Anuja Chauhan has been a darling for numerous Indian readers. This is not just because of the relatable characters that she weaves from everyday life, but also because of their sheer cheekiness that she’s able to suffuse in her prose. This time around, the author enters uncharted waters with a whodunit murder mystery, Club You to Death. The transformation is a conscious one. “As I grow older, I feel driven to dig a little deeper into the darker, more secretive places inside the heads of colourful characters,” says the author. Excerpts from an interview with the author:
The book is a far cry from your previous works… yet you retain your signature cheekiness and charm. Have your previous novels, in any way, helped you in penning this whodunit?
Yes, of course, every new book contains the learnings gleaned from the ones that came before. I love writing romance and I’m pretty sure that all my books will always have a strong romantic track – but I feel it’s time to not have that as the only track. My books always contain a vast cast of colourful characters and as I grow older I feel driven to dig a little deeper into the darker, more secretive places inside the heads of this vast cast of colourful characters.
There is immense film-like quality to your work… the narrative style, the reveals etc. how influential have films been for the writer in you? Does the advertising past chip in here?
Yes! Advertising scripts are essentially tiny movie scripts, one details out visuals, dialogue and an entire background score while writing them. As I’ve written ads for seventeen whole years, that is the skill set I bought to my novel writing. But I’m also a compulsive reader, and so my writing pays homage to my favourite writers too – I love funny, insightful books that deal with important, weighty topics in a deceptively light-hearted way.
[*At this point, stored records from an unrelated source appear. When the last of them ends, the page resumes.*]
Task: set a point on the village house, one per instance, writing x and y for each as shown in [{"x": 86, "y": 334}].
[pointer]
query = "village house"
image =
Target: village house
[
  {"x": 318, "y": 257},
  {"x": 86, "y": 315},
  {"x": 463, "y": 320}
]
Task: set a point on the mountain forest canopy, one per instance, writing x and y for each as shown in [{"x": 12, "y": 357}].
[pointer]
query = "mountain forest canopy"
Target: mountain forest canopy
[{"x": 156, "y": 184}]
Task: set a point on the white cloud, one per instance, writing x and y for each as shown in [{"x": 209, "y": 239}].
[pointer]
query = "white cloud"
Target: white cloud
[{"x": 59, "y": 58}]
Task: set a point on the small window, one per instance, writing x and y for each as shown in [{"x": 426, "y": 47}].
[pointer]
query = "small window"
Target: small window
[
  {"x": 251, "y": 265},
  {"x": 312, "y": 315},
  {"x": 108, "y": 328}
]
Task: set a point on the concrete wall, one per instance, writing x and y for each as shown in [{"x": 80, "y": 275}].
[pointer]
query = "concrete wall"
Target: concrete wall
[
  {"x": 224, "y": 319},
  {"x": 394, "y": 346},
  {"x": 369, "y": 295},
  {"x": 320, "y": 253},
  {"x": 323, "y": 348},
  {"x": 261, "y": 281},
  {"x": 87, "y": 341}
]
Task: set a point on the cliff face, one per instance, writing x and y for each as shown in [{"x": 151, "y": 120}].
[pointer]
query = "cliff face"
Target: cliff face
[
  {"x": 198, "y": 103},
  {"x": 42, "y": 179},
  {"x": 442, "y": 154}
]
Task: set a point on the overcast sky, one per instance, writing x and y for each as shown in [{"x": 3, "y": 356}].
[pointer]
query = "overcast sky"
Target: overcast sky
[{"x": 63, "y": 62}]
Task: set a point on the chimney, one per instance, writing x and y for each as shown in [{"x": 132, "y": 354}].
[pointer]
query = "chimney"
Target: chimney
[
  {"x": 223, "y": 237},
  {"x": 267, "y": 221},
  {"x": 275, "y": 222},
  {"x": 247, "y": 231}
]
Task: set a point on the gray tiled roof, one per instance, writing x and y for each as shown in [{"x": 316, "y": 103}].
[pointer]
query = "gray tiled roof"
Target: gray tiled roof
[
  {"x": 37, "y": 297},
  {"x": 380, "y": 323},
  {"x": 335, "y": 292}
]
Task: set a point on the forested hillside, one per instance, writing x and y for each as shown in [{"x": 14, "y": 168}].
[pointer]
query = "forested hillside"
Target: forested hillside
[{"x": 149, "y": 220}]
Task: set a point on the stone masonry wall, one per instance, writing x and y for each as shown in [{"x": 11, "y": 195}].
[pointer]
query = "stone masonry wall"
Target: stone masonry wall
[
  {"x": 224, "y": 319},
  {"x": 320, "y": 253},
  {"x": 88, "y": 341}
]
Lightness of touch is very important to me, especially in dialogue. I wince every time anything is too ‘on the nose.’
Just a few pages in, your writing kind of mirrors the current society – blaming the girl for a guy’s shortcomings, the now infamous ‘Lutyens’ club. Was that a conscious move? Or how much of these influences come from personal experiences?
One can’t write in a vacuum. The goal is always authenticity. If a book is set in current times, it needs to showcase and address current issues Otherwise the dialogue wouldn’t sound natural, and the characters won’t feel grounded in their milieu. Also, a character’s take on various issues helps the reader quickly understand that character’s fears, flaws and motivations better.
How was the experience of writing a whodunit? For a first attempt, having completed writing it in the lockdown is an achievement.
Thank you. It took me all of five months to write, actually, which is the fastest I’ve written a book. But I think I’d thought about it for a while before I started, so it was all fairly pre-cooked in my brain already. Writing actually provided me a welcome escape from the insanity that gripped our world last March – it helped me to focus, to just ‘stay calm and write on’ and to not panic or get overwhelmed by what was happening all around me.
You’ve become quite sought after in Bollywood, it seems you enjoy the attention and the collaborative process. What do you make of the Ott vs theatre debate? With one novel set to be an Ott show and another set to be adapted into a film…
I like the OTT platform. I’ve binge watched a lot of shows and I enjoy the layers that an OTT format allows for. We see characters grow, or regress or slide slowly down a slope into a moral abyss – it’s pretty compelling if done well. But there are too many shows now. Far too many, and they are all far too similar – the quality is starting to suffer.
Yet, do you think a film adapted from a novel can turn detrimental to the novel itself as it will always be associated with the film? Does that play in your mind?
The lives of films are very short-lived nowadays. They live or die in a single Friday. Books have a far far longer shelf life. Once you buy a book it stays in your shelf – and in your heart – forever.